Witnesses for the state on rebuttal testified that the character or reputation of the deceased for violence, turbulence, etc., was good. Some of these witnesses over the objection and exception of the defendant were asked and answered questions as to matters material to the issue, and which should have been introduced by the state in making out its case in the first instance, and which was not in strict rebuttal of the testimony of defendant. This was in the discretion of the trial court. This discretion does not appear to have been abused by the court to the injury of the defendant, and the court will not be put in error therefor. Nicholson v. State, 149 Ala. 61, 42 So. 1015; Jackson v. State, 167 Ala. 44, headnotes 13 and 14, 52 So. 835.
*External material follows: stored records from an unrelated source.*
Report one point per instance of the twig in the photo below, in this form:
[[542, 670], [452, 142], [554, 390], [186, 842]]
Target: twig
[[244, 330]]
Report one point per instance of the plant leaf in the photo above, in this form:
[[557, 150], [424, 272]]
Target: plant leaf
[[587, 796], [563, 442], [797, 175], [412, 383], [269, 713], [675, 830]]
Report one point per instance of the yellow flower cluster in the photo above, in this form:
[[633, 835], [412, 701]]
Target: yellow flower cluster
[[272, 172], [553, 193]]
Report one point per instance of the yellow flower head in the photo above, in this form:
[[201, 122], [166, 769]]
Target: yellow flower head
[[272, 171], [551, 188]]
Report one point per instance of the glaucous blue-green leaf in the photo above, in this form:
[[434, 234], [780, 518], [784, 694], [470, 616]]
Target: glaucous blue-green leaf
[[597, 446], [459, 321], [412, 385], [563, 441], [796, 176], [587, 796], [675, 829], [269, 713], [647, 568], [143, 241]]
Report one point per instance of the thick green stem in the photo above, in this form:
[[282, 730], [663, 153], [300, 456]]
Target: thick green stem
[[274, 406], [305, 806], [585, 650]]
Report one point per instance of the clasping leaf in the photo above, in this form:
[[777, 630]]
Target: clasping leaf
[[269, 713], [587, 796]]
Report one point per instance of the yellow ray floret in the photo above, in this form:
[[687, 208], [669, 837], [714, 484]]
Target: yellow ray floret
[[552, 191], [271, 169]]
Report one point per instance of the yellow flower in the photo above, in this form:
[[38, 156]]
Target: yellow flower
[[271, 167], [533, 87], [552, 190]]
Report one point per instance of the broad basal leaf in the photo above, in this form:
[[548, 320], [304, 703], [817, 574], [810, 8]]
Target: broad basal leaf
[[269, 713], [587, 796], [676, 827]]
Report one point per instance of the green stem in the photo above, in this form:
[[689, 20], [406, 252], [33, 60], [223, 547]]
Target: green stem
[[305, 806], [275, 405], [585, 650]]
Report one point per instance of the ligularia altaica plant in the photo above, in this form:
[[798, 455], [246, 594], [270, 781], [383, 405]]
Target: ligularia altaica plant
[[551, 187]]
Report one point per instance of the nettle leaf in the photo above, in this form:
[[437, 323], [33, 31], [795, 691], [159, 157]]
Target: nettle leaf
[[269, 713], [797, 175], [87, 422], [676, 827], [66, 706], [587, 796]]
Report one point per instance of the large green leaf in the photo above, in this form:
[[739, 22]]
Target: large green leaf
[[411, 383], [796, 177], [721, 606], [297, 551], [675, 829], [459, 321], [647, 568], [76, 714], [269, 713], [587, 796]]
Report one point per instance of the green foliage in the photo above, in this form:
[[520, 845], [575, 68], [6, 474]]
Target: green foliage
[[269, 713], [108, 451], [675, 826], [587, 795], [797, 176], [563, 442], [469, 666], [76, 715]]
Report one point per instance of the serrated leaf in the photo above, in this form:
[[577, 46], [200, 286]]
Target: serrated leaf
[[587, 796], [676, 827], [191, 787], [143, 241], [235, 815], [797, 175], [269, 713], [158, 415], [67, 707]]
During the argument of the case to the jury by the solicitor for the state, the defendant objected to the statements of counsel for the state:

(1) "That Mrs. Haley is the wife of the deputy sheriff," because "there is no evidence to that effect." (2) "You are putting a price on human life in Calhoun county."

The statements and arguments had been made to the jury. The defendant objected to both of them separately. He did not move to exclude them or either of them. He did not request the court to instruct the jury to disregard them, and not to consider them. He should have done so. The exception as taken from overruling objections to statements already uttered to the jury presents nothing for us to review. The effect of our decisions is that a mere objection to already spoken words does not reach the evil aimed at, and that the court must be appealed to to exclude them from the consideration of the jury, failing which there is nothing presented for review by an exception. B. R. L. P. Co. v. Gonzalez, 183 Ala. 286, headnote 8, 61 So. 80; Sharp v. State, 193 Ala. 22, headnote 5, 69 So. 122.

The general oral charge of the court and the 23 written charges given the jury by the court at defendant's request covered fairly and substantially every principle or rule of law applicable to this case; and if any one of the 5 written charges of the defendant refused by the court contained a correct principle or rule of law bearing on the case, its refusal would not be reversible error as the defendant received the benefit of it under the oral charge or some of the given written charges. Gen. Acts 1915, p. 815, amending section 5364, Code 1907; Nickerson v. State, 205 Ala. 684, headnote 10, 88 So. 905.

We find no error in the record, and the judgment is affirmed.

Affirmed.

ANDERSON, C. J., and SAYRE and GARDNER, JJ., concur.